The Wall Street Journal was the first to report the company discussing the idea of raising its prices. The company will hike prices in several international markets but is expected to begin with the U.S. and Canada. Details about how much Netflix planned to raise prices were unclear, nor when the hikes will occur as the actors’ strike rages on.

The move comes as major entertainment companies have raised the cost of ad-free streaming services by about 25% over the last year, hoping consumers will switch to a cheaper and more lucrative ad-supported plan.

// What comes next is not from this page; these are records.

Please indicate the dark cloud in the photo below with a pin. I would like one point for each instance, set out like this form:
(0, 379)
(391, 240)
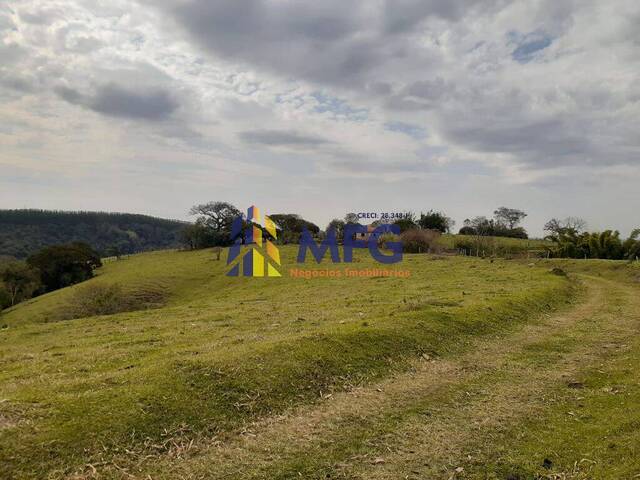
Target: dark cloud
(39, 16)
(420, 95)
(542, 144)
(319, 41)
(117, 101)
(529, 45)
(281, 138)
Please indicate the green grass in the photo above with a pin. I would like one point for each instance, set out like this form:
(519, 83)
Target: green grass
(224, 351)
(498, 246)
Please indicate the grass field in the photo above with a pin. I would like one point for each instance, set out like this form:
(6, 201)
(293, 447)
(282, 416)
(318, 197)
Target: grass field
(470, 368)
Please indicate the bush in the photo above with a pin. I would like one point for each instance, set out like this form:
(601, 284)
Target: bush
(420, 241)
(100, 299)
(60, 266)
(5, 298)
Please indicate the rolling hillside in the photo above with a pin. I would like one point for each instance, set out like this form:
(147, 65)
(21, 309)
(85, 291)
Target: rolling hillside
(323, 378)
(23, 232)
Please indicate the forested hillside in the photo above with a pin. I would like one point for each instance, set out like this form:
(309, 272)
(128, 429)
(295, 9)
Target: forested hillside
(23, 232)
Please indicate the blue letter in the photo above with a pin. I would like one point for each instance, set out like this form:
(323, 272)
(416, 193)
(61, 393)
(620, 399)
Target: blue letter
(350, 241)
(395, 247)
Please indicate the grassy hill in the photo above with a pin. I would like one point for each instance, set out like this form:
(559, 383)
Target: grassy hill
(177, 391)
(23, 232)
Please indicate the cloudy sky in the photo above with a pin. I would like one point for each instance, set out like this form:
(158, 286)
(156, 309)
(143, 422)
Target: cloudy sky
(323, 107)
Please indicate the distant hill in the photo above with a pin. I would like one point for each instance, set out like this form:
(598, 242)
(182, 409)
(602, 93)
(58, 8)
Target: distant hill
(23, 232)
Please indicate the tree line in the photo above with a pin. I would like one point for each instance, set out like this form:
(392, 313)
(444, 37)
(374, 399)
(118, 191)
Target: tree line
(51, 268)
(24, 232)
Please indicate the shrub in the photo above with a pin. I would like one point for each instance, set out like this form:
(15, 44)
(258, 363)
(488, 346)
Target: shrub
(100, 299)
(420, 241)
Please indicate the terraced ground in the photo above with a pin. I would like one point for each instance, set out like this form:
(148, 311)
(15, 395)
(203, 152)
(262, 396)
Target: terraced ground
(470, 368)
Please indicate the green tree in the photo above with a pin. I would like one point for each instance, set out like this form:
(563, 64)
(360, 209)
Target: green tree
(433, 220)
(62, 265)
(20, 281)
(338, 226)
(218, 216)
(509, 217)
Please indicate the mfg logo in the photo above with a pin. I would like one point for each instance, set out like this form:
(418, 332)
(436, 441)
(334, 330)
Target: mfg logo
(355, 236)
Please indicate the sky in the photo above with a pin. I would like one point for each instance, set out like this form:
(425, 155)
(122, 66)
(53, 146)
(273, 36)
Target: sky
(323, 107)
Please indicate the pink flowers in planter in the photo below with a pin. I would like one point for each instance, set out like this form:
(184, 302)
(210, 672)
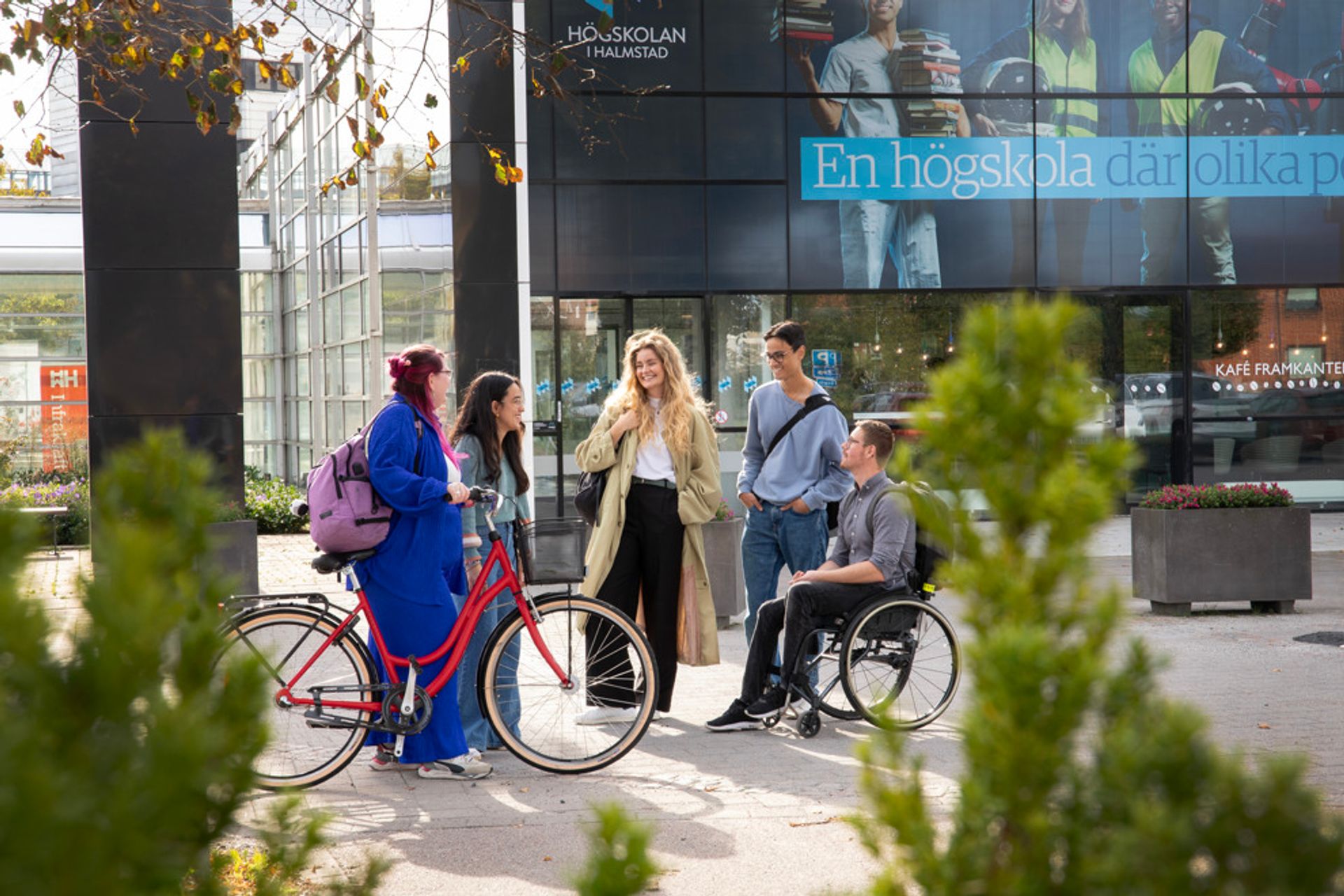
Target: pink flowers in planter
(1202, 498)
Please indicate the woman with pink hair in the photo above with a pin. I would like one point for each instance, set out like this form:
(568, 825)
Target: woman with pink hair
(412, 580)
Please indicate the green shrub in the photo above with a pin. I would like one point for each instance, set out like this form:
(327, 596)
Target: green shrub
(619, 860)
(268, 501)
(127, 752)
(1079, 777)
(1199, 498)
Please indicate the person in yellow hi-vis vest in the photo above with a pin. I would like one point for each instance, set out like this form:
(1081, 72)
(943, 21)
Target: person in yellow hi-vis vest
(1176, 73)
(1058, 41)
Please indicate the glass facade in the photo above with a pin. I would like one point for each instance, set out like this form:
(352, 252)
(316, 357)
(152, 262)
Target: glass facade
(43, 374)
(873, 169)
(353, 269)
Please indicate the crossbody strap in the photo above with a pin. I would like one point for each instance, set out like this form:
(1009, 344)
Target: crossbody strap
(813, 402)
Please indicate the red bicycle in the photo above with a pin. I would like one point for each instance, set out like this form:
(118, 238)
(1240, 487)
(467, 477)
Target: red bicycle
(533, 681)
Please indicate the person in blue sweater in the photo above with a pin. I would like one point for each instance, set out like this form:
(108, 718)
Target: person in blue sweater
(488, 440)
(412, 578)
(787, 492)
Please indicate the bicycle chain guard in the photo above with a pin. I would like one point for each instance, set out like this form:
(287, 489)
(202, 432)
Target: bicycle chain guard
(393, 720)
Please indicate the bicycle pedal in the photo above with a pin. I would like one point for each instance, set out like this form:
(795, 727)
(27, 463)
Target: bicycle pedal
(315, 719)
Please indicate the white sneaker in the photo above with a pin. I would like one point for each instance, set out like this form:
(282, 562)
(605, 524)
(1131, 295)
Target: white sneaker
(606, 715)
(465, 767)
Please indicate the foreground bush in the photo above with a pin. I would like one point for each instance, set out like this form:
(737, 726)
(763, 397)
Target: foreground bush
(268, 501)
(1079, 777)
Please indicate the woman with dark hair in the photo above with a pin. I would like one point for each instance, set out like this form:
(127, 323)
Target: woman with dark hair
(412, 578)
(488, 440)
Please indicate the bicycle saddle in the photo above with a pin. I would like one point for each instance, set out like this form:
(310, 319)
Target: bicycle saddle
(334, 562)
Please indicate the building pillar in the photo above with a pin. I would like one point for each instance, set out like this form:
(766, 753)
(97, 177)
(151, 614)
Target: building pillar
(484, 111)
(162, 288)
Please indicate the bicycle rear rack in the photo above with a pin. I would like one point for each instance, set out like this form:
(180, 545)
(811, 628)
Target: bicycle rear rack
(244, 602)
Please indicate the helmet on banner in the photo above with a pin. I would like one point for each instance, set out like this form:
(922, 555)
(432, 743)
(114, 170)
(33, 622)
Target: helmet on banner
(1009, 83)
(1234, 111)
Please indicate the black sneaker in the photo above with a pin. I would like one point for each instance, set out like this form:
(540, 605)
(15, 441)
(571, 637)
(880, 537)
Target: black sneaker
(736, 719)
(773, 701)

Netflix may have been taking notes, as its price hike will mark its first since January 2022. While ad-supported subscriptions come at a lower cost, analysts and streaming companies have said the advertising revenue more than offsets the lower subscription cost.

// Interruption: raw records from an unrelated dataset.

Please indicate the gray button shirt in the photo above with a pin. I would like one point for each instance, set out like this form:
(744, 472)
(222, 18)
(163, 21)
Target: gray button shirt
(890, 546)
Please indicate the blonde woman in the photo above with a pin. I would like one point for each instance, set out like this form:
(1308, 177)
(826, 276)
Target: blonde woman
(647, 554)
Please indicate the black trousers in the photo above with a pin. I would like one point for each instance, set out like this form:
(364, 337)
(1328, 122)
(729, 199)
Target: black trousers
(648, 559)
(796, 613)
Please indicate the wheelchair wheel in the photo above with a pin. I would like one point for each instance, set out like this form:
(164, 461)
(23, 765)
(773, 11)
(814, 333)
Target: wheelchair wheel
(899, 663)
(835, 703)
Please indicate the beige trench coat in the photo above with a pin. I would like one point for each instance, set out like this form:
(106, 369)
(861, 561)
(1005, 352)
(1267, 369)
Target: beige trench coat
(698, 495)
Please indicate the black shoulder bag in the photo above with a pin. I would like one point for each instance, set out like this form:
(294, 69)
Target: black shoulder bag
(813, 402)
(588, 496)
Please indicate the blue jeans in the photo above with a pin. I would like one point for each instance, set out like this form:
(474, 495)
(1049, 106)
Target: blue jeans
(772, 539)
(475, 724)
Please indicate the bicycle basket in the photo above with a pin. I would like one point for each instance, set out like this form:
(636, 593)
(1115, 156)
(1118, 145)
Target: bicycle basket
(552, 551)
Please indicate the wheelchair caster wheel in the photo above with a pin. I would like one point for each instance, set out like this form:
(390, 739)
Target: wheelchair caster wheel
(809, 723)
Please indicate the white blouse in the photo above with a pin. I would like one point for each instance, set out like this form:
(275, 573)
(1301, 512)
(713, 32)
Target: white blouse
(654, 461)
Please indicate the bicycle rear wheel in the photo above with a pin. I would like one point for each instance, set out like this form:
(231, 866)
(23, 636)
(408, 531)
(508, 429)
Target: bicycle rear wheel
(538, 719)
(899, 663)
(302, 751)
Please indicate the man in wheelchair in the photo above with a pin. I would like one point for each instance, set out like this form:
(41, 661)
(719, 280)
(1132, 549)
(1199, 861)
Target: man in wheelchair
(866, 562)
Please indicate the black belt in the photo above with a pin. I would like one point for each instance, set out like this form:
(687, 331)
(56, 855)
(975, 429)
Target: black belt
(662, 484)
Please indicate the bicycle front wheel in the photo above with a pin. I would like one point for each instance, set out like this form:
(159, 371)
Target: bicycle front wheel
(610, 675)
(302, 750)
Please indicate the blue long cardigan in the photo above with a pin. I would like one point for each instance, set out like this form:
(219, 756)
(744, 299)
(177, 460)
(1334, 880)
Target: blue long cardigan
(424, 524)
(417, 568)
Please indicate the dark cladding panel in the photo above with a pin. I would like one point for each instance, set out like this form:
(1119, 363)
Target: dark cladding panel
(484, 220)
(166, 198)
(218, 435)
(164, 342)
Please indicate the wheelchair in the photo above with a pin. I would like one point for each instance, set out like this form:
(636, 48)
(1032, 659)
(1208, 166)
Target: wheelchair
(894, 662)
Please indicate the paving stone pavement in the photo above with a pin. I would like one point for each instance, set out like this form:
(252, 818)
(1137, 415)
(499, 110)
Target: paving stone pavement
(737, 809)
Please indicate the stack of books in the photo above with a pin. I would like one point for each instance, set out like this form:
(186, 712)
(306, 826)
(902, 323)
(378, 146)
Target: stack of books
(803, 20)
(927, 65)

“Everyone wins with ad-supported plans,” said Ben French, an analyst for Ampere Analysis focusing on entertainment, media, and sports. “Streaming companies make more money, and it comes at a lower cost for consumers.”

But for Netflix, who has profited this year while most streaming companies haven’t, the turn to the ad-supported plan could have a unique effect on the company: offering a lower-cost subscription option to potential fleeing customers, said David Heger, an analyst at Edward Jones.

“With a service like Netflix, which is obviously the most popular streaming service, some people might view the ad-supported plan as: ‘Well, I don’t wanna get rid of Netflix, but if I go to the ad-supported option, it brings down the price point,’” Heger said.

To Heger, the lower price option can be a major selling point if consumers become more selective about their finances, as interest rates will likely remain higher for longer, weighing on the economy and people’s spending habits.

In July, Netflix discontinued its $9.99 ad-free tier, widening the price gap between its $15.49 standard plan and the $6.99 ad-supported one launched in November 2022, saving customers nearly $9 a month who choose the ad-supported option without a financial loss to Netflix.

The streaming giant’s stock has risen 28% this year, outpacing the S&P 500, which is up around 11%. Netflix’s stock rose 1.6% when the end of the writers’ strike was announced, but the growth hasn’t held up over the last week as the ongoing actors’ strike continues.

“The industry is moving toward lower-cost ad-supported packages, and Netflix is moving with it,” said French, the analyst from Ampere Analysis.